Women's Rights

We ask justice, we ask equality, we ask that all civil and political rights that belong to the citizens of the United States be guaranteed to us and our daughters forever.
--Susan B. Anthony


The struggle to expunge all sex-based laws based on custom, stereotype and paternalism has been largely successful in this country. Sex discrimination has been banned, by federal and state law, in employment, education and housing. The right to abortion, while under attack, is still guaranteed by the Constitution. Labor laws that in the name of protecting women served to keep them out of better paying jobs have been abolished. As a result, women today participate in all realms of society on a more equal basis than ever before.

The ACLU has argued more women's rights cases before the United States Supreme Court than any other organization. The ACLU was the first national organization to argue for abortion rights before the Supreme Court, and has been the principal defender of those rights since 1973, when the Court recognized the right to choose in Roe v. Wade.

In Oregon, the ACLU has helped gain equality in sports for young women wanting to participate in sports traditionally once thought of as reserved exclusively for young men, including football, baseball and wrestling.

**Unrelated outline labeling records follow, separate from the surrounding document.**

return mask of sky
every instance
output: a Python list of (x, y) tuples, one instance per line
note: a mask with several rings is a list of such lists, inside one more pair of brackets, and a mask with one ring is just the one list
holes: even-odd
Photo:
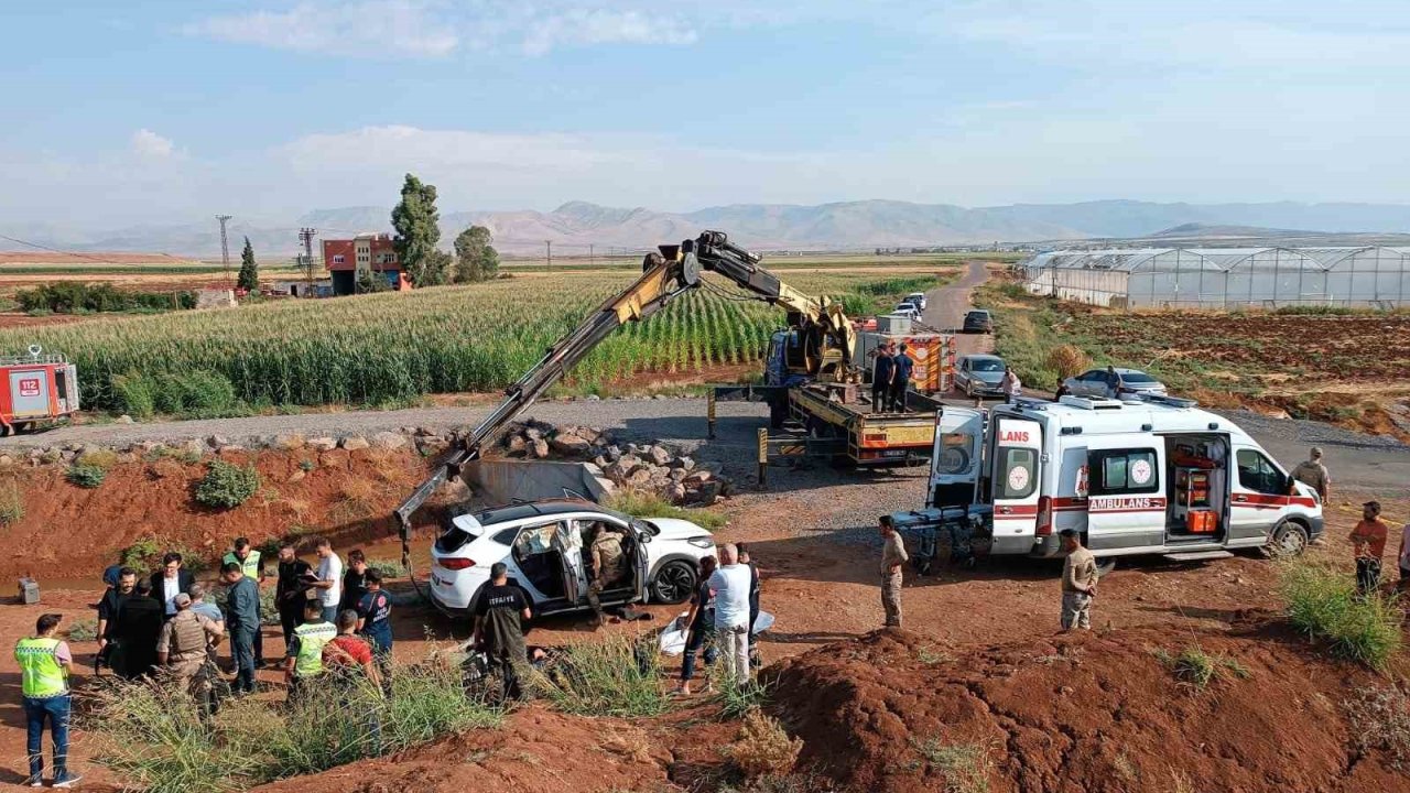
[(1404, 203), (1403, 0), (49, 0), (0, 219), (395, 203)]

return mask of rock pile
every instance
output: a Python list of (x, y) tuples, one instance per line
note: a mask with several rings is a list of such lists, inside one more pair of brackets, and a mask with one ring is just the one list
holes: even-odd
[(718, 463), (702, 463), (661, 443), (619, 443), (591, 426), (515, 425), (501, 442), (506, 457), (572, 460), (588, 464), (603, 490), (654, 494), (671, 504), (708, 507), (733, 492)]

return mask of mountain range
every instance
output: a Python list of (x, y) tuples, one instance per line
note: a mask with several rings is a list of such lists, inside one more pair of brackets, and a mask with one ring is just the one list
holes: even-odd
[[(391, 207), (351, 206), (307, 212), (290, 224), (230, 224), (231, 257), (248, 236), (264, 255), (298, 250), (299, 227), (319, 229), (323, 238), (361, 231), (389, 231)], [(704, 229), (719, 229), (740, 244), (759, 250), (867, 250), (874, 247), (935, 247), (991, 243), (1046, 244), (1089, 238), (1187, 237), (1184, 231), (1237, 230), (1238, 237), (1286, 236), (1286, 229), (1316, 229), (1316, 234), (1399, 234), (1410, 231), (1410, 205), (1375, 203), (1152, 203), (1097, 200), (1053, 205), (963, 207), (898, 200), (856, 200), (799, 205), (730, 205), (687, 213), (623, 209), (568, 202), (553, 212), (443, 212), (441, 246), (448, 248), (461, 230), (488, 226), (495, 246), (506, 254), (537, 255), (548, 240), (556, 255), (613, 254), (677, 241)], [(1268, 234), (1256, 234), (1266, 230)], [(1182, 231), (1182, 233), (1170, 233)], [(213, 220), (186, 224), (145, 224), (116, 230), (85, 230), (58, 224), (8, 226), (0, 234), (72, 251), (141, 251), (213, 257), (220, 254)], [(1313, 234), (1297, 231), (1296, 234)], [(1218, 236), (1217, 233), (1204, 234)], [(0, 247), (24, 250), (0, 241)]]

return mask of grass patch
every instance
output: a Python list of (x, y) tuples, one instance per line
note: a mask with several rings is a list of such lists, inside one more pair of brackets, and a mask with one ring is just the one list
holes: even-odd
[(227, 793), (499, 722), (498, 710), (467, 696), (458, 669), (426, 662), (393, 663), (389, 697), (355, 679), (334, 697), (288, 706), (227, 700), (209, 728), (176, 686), (114, 682), (93, 696), (83, 728), (96, 762), (133, 787)]
[(1300, 556), (1279, 560), (1277, 588), (1289, 622), (1334, 655), (1385, 672), (1400, 650), (1399, 597), (1361, 597), (1351, 573)]
[(636, 518), (678, 518), (689, 521), (701, 528), (715, 531), (729, 522), (729, 518), (709, 509), (687, 509), (675, 507), (670, 501), (651, 494), (634, 490), (619, 490), (609, 495), (602, 504), (609, 509), (626, 512)]
[(574, 715), (650, 717), (671, 707), (661, 690), (656, 638), (649, 634), (567, 645), (547, 673), (533, 672), (529, 679), (554, 707)]

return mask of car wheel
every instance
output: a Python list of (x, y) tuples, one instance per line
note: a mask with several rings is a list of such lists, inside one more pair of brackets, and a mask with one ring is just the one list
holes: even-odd
[(677, 604), (689, 600), (699, 580), (697, 567), (684, 559), (673, 559), (656, 571), (651, 580), (651, 600), (656, 603)]
[(1269, 543), (1270, 556), (1300, 556), (1307, 550), (1307, 529), (1297, 521), (1283, 521), (1273, 526), (1273, 542)]

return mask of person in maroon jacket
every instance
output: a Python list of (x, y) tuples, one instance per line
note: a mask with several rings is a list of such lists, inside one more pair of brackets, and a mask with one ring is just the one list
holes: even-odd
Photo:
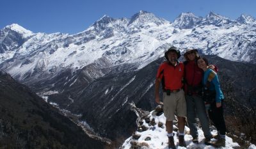
[(202, 129), (207, 144), (212, 138), (209, 122), (205, 111), (205, 103), (200, 96), (202, 93), (202, 79), (204, 72), (197, 66), (195, 59), (199, 57), (196, 49), (188, 49), (184, 54), (186, 61), (185, 83), (184, 86), (187, 103), (187, 120), (190, 129), (193, 142), (198, 143), (198, 132), (196, 128), (196, 116), (199, 118)]

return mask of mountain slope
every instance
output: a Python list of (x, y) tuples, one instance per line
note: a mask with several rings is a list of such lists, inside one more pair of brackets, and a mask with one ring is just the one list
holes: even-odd
[(9, 75), (0, 74), (0, 147), (102, 148), (75, 123)]

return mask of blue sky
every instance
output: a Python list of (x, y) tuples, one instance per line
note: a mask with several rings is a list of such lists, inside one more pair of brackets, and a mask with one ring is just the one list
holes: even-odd
[(104, 15), (131, 18), (140, 10), (173, 22), (182, 12), (211, 11), (232, 19), (256, 16), (255, 0), (1, 0), (0, 29), (17, 23), (34, 33), (75, 34)]

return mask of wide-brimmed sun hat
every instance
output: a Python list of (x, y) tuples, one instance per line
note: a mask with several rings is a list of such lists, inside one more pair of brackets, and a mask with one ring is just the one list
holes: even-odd
[(174, 47), (174, 46), (172, 46), (170, 48), (169, 48), (165, 52), (164, 52), (164, 57), (165, 58), (166, 58), (166, 59), (168, 60), (168, 54), (169, 52), (171, 51), (173, 51), (177, 53), (177, 56), (178, 56), (178, 59), (180, 57), (180, 51), (179, 50), (178, 50), (177, 49), (177, 47)]
[(198, 52), (198, 51), (197, 51), (195, 49), (188, 49), (186, 51), (186, 52), (183, 54), (184, 56), (186, 56), (188, 54), (190, 53), (190, 52)]

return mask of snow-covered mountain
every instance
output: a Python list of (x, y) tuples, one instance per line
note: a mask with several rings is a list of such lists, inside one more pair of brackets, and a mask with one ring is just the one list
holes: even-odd
[[(140, 11), (131, 19), (104, 15), (76, 35), (33, 33), (12, 24), (0, 31), (0, 70), (45, 100), (81, 114), (95, 132), (116, 139), (127, 135), (120, 133), (124, 129), (135, 128), (135, 118), (127, 112), (129, 100), (135, 98), (148, 110), (154, 106), (155, 74), (171, 45), (255, 63), (255, 19), (244, 18), (186, 13), (171, 23)], [(235, 78), (230, 74), (228, 78)], [(243, 77), (239, 81), (250, 79)], [(115, 123), (124, 120), (132, 121)]]
[[(72, 71), (105, 58), (112, 65), (145, 65), (163, 56), (170, 43), (183, 51), (195, 47), (202, 53), (233, 61), (255, 62), (255, 19), (237, 20), (211, 12), (205, 18), (182, 13), (173, 24), (140, 11), (131, 19), (104, 15), (76, 35), (33, 33), (17, 24), (0, 31), (1, 70), (19, 80)], [(43, 75), (44, 74), (44, 75)], [(36, 77), (38, 77), (36, 76)]]

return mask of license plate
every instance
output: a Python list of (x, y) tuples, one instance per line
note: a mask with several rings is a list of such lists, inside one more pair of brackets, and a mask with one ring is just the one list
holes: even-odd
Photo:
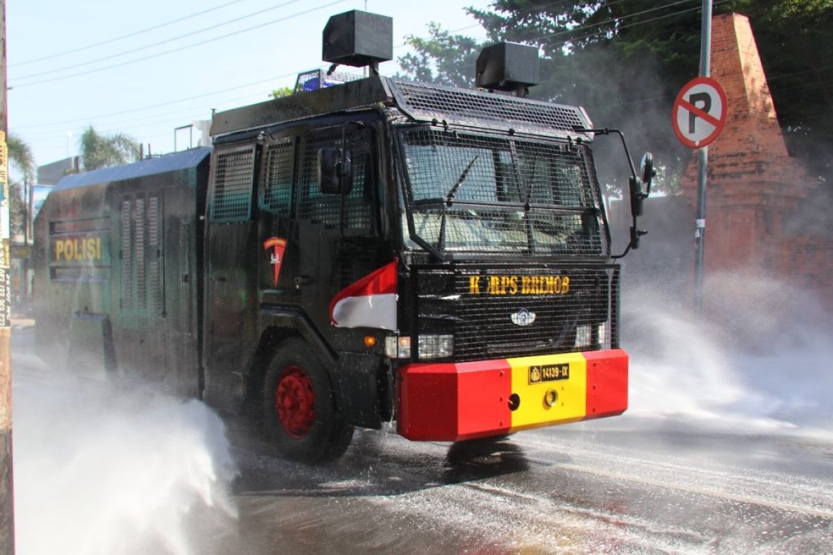
[(530, 384), (555, 382), (560, 379), (570, 379), (570, 363), (529, 367)]

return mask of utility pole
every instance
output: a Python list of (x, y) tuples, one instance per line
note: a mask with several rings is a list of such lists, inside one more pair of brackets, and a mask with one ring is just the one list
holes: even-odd
[[(700, 77), (711, 72), (711, 0), (703, 0), (703, 21), (700, 38)], [(694, 231), (696, 275), (694, 284), (695, 309), (703, 311), (703, 265), (706, 259), (706, 173), (709, 162), (709, 147), (702, 146), (697, 157), (697, 219)]]
[(6, 0), (0, 0), (0, 553), (14, 554), (12, 472), (12, 318), (8, 149), (6, 146)]

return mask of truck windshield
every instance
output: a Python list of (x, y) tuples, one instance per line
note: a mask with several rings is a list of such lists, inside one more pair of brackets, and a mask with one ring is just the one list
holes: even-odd
[(400, 141), (406, 235), (443, 253), (608, 255), (586, 145), (425, 128)]

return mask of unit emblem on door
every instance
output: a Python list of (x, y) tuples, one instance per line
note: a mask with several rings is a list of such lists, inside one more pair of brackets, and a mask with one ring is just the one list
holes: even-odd
[(281, 264), (283, 262), (283, 251), (287, 249), (287, 240), (282, 237), (270, 237), (263, 242), (263, 248), (269, 256), (272, 265), (272, 285), (277, 287), (277, 280), (281, 277)]

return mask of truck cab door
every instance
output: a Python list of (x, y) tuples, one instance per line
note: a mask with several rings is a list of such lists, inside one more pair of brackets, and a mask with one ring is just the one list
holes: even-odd
[[(295, 285), (304, 310), (331, 344), (334, 339), (331, 300), (381, 265), (373, 132), (346, 125), (308, 133), (303, 138), (299, 166), (297, 221), (301, 252)], [(318, 151), (328, 146), (343, 147), (352, 153), (353, 186), (346, 195), (325, 194), (319, 187)], [(334, 346), (339, 348), (337, 340)]]
[(253, 221), (259, 146), (218, 146), (212, 155), (205, 226), (205, 399), (229, 406), (244, 392), (257, 342), (257, 260)]

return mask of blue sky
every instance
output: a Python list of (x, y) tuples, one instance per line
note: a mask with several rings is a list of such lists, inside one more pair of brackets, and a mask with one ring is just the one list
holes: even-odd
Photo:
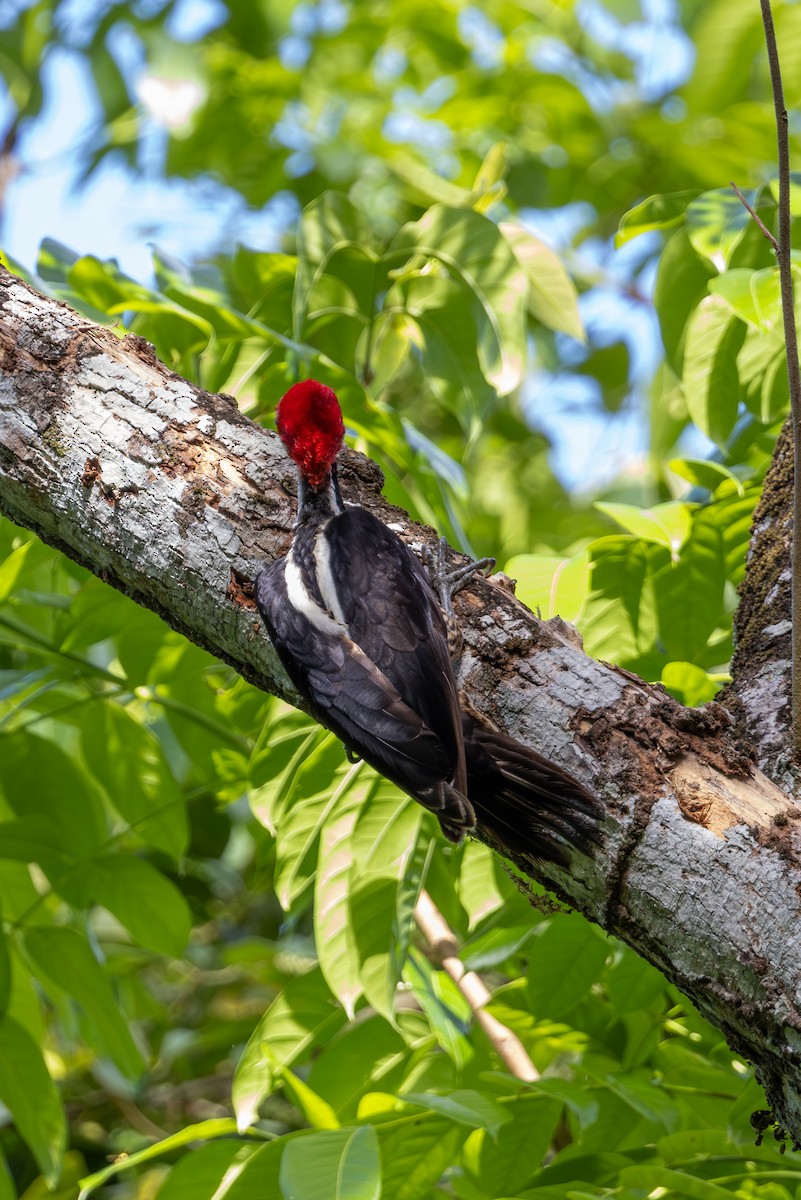
[[(67, 6), (65, 19), (79, 26), (85, 4), (86, 0), (74, 0)], [(691, 43), (676, 23), (674, 0), (644, 0), (643, 10), (643, 19), (622, 24), (597, 0), (579, 4), (582, 19), (592, 36), (603, 44), (622, 48), (634, 64), (634, 86), (649, 98), (658, 100), (689, 73)], [(213, 28), (224, 11), (217, 0), (185, 0), (175, 10), (171, 31), (179, 38), (194, 41)], [(297, 59), (299, 64), (305, 60), (309, 12), (309, 5), (297, 6), (293, 31), (283, 48), (287, 58)], [(347, 10), (341, 0), (324, 0), (321, 12), (326, 20), (337, 22), (344, 19)], [(496, 48), (492, 23), (478, 7), (464, 10), (463, 18), (465, 41), (474, 55), (478, 61), (492, 59)], [(315, 19), (323, 19), (320, 13)], [(145, 61), (137, 40), (122, 34), (114, 52), (130, 84), (139, 86), (141, 92)], [(604, 94), (597, 80), (585, 77), (580, 64), (565, 58), (558, 43), (546, 43), (541, 53), (546, 60), (549, 55), (561, 56), (560, 70), (572, 74), (595, 104), (603, 107), (615, 98)], [(555, 64), (542, 65), (553, 68)], [(237, 240), (259, 250), (278, 248), (282, 230), (297, 214), (289, 192), (254, 212), (239, 193), (213, 180), (161, 178), (164, 128), (158, 120), (158, 97), (139, 169), (133, 173), (107, 160), (86, 185), (77, 187), (83, 148), (101, 120), (86, 64), (78, 54), (54, 50), (48, 55), (43, 82), (44, 108), (23, 132), (18, 150), (23, 170), (7, 190), (0, 227), (2, 247), (23, 265), (34, 266), (43, 236), (79, 253), (115, 258), (124, 271), (145, 282), (151, 277), (153, 244), (183, 260), (203, 258)], [(0, 128), (7, 113), (8, 101), (0, 95)], [(524, 216), (535, 232), (564, 250), (570, 259), (573, 234), (583, 222), (582, 212), (568, 209), (531, 211)], [(626, 298), (625, 282), (636, 262), (655, 250), (654, 244), (636, 242), (614, 252), (608, 244), (586, 241), (580, 248), (583, 265), (604, 281), (582, 298), (588, 329), (598, 344), (621, 337), (627, 342), (632, 380), (640, 389), (660, 356), (658, 331), (648, 307)], [(639, 286), (648, 290), (648, 272)], [(637, 406), (610, 420), (598, 404), (591, 380), (565, 372), (554, 377), (542, 371), (532, 374), (524, 401), (532, 424), (552, 438), (554, 467), (570, 486), (596, 488), (621, 469), (637, 473), (645, 440)]]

The ACLU will continue our commitment to ensure that women are free to live and work as equals, with full personal control over their reproductive destinies.

Legislation

A Trailblazing Bill for Women's Health

March 6, 2015 - As part of a diverse coalition of organizations committed to expanding access to women’s health care, we are thrilled to announce that Senate Bill 894 has been introduced in the Oregon Legislature.

This groundbreaking legislation is an important step in ensuring that more Oregonians – regardless of their income, type of insurance or location – have access to safe and affordable reproductive health care.

We believe every Oregon woman should have access to the full range of reproductive health care, starting before she ever becomes pregnant and going through childbirth. This basic right is a foundation of freedom and opportunity for women and their families.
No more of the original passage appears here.